Repurposed Life

A Re-lesson of The Road Not Taken

We have all heard this poem by Robert Frost. “I took the road less traveled, and it has made all the difference.” A triumphant call to action to go against the flow, to be an individual, to get off the beaten path, and follow your dreams!

I’m here to tell you (or remind you), that this is bullshit.

That is not what this poem is about. It is about choices and indecision and unknown consequences and never getting a do-over on the choices we make. Once we choose a path, it’s the road not taken that is a mystery, sometimes even a regret, yet we spend our lives convincing ourselves and others that we made our arbitrary choices with deliberate intention, and the outcome was clear from the beginning based on the condition of the path.

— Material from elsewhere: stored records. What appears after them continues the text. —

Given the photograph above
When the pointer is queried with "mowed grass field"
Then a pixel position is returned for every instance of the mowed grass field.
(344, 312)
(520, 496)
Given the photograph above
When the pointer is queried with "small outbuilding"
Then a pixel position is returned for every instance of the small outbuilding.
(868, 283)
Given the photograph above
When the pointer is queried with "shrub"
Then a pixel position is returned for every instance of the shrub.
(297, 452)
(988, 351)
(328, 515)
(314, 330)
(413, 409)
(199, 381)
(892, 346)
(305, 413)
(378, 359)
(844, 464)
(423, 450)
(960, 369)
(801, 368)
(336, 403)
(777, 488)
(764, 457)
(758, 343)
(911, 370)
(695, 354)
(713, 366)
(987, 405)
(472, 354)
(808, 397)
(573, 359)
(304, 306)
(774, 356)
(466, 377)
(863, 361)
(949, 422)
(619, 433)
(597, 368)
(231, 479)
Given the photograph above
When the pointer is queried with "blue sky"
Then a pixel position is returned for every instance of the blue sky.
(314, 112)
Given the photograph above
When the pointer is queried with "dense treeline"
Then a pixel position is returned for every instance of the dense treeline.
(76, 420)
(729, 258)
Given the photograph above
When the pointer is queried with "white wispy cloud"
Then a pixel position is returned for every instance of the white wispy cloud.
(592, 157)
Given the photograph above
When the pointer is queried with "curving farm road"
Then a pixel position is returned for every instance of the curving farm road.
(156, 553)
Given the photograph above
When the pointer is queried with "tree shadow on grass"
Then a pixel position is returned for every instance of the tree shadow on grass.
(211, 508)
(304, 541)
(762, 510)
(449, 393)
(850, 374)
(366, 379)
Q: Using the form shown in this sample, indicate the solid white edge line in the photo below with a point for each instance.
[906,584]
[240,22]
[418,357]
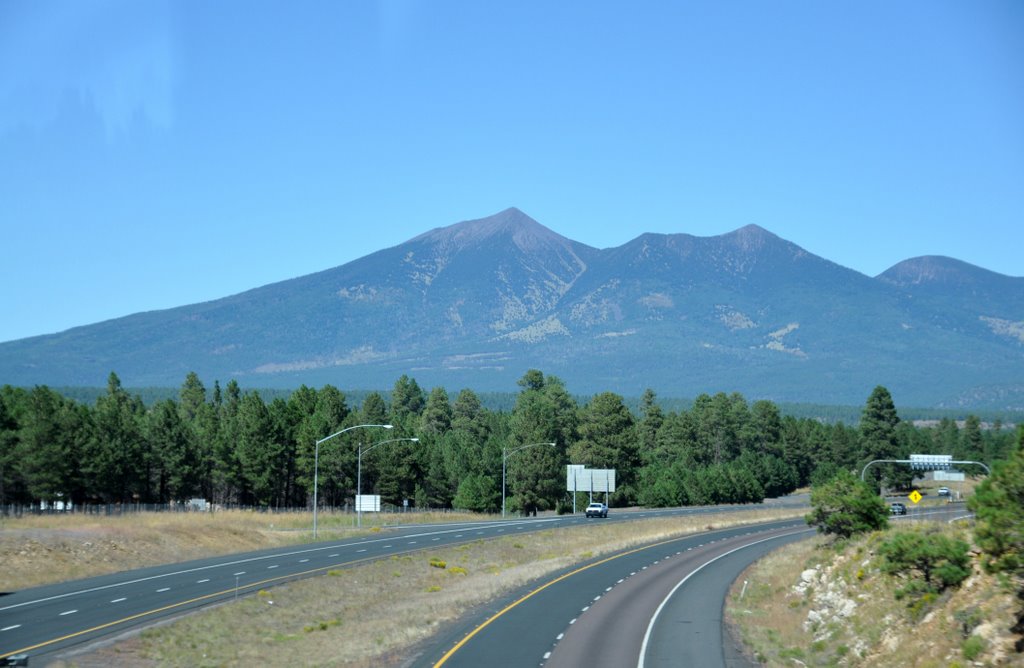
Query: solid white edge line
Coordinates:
[653,619]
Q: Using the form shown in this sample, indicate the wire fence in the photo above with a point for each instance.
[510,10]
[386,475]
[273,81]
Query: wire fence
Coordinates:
[117,509]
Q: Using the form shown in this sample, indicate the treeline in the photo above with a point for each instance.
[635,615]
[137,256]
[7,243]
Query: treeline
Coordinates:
[235,447]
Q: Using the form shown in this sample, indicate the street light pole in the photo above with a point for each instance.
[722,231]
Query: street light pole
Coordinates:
[358,474]
[505,454]
[316,462]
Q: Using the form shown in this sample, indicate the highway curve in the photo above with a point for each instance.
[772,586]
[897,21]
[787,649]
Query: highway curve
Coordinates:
[45,622]
[654,606]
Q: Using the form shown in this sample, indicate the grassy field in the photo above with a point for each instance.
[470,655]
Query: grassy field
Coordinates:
[41,549]
[369,615]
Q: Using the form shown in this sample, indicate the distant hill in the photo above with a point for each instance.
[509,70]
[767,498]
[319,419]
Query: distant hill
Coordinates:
[477,303]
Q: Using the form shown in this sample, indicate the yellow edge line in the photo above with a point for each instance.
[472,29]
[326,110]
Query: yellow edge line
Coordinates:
[486,623]
[205,596]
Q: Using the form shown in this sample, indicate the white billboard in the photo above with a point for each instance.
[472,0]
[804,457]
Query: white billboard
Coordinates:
[368,503]
[581,478]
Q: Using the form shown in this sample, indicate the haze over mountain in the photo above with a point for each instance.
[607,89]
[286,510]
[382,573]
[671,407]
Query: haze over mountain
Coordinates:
[477,303]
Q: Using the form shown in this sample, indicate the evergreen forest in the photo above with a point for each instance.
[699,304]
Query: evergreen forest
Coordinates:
[235,448]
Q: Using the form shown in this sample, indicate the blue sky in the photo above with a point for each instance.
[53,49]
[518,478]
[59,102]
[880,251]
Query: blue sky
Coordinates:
[160,154]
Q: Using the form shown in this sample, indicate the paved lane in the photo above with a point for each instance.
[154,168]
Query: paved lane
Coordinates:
[596,614]
[46,620]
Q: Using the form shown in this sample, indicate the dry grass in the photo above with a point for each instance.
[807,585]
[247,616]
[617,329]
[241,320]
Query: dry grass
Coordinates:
[776,623]
[42,549]
[373,614]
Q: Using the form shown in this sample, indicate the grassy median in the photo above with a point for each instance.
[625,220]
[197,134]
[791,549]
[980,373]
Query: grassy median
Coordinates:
[377,613]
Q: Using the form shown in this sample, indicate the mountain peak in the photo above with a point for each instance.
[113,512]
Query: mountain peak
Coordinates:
[511,224]
[935,269]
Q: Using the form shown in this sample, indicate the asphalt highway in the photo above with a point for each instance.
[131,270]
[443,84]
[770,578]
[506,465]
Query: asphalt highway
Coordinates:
[44,622]
[624,610]
[652,607]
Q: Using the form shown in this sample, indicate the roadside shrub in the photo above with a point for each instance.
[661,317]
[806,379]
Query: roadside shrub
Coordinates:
[973,648]
[928,561]
[845,506]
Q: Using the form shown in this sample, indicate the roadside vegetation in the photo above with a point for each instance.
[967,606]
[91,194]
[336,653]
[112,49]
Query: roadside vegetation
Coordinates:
[376,614]
[229,448]
[868,593]
[46,548]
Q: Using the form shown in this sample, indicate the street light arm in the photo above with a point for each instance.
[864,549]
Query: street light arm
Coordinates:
[505,455]
[338,433]
[366,450]
[515,450]
[316,462]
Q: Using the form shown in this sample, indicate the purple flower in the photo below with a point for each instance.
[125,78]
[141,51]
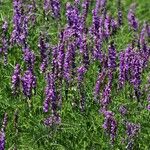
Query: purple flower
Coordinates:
[50,94]
[119,13]
[132,20]
[28,83]
[52,120]
[61,57]
[132,129]
[99,81]
[148,107]
[72,14]
[81,71]
[111,56]
[68,61]
[16,79]
[5,46]
[2,140]
[106,96]
[2,132]
[55,6]
[123,110]
[110,125]
[107,26]
[29,57]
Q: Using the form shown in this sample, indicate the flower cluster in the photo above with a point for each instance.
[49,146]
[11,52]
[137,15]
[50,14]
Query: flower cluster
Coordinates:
[110,125]
[28,83]
[16,79]
[2,132]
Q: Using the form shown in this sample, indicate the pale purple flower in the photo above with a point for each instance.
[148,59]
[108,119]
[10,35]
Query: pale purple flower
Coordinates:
[110,125]
[132,20]
[50,94]
[28,83]
[15,80]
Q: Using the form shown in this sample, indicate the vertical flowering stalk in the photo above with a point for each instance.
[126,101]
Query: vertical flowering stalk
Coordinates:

Let’s re-read this poem with a new perspective. We’ll also see that this change does not diminish the value of the story, but instead puts a human perspective on a task we must endure daily. While the answers are not always clear in the moment, it’s in hindsight that we find the true meaning and purpose of our decisions.

The Road Not Taken

BY ROBERT FROST
Two roads diverged in a yellow wood,
And sorry I could not travel both
And be one traveler, long I stood
And looked down one as far as I could
To where it bent in the undergrowth;
Here we come to our choice. The writer stands paralyzed trying to peer into the future and down the path.
Then took the other, as just as fair,
And having perhaps the better claim,
Because it was grassy and wanted wear;
Though as for that the passing there
Had worn them really about the same,
Even though we always thought one of these paths was less traveled, the writer here can’t really make up his mind. He ultimately tells us here that both are about equally worn.
And both that morning equally lay
In leaves no step had trodden black.
No one was there to guide the writer or give him any clarity about his choice.
Oh, I kept the first for another day!
Yet knowing how way leads on to way,
I doubted if I should ever come back.
Finally, a decision, but with instant regret for once the choice is made, you can never go back to that fork again.
I shall be telling this with a sigh
Somewhere ages and ages hence:
Two roads diverged in a wood, and I—
I took the one less traveled by,
And that has made all the difference.
We own our choices and they become part of our story. Whether we made them on a whim or with painstaking care, we convince ourselves that it was always the right choice, for we can never go back to the road not taken….

Special thanks to Katherine Robinson, at the Poetry Foundation who provided an outstanding interpretation of this poem after my flawed historical recollection of the poem was not lining up with what I was reading.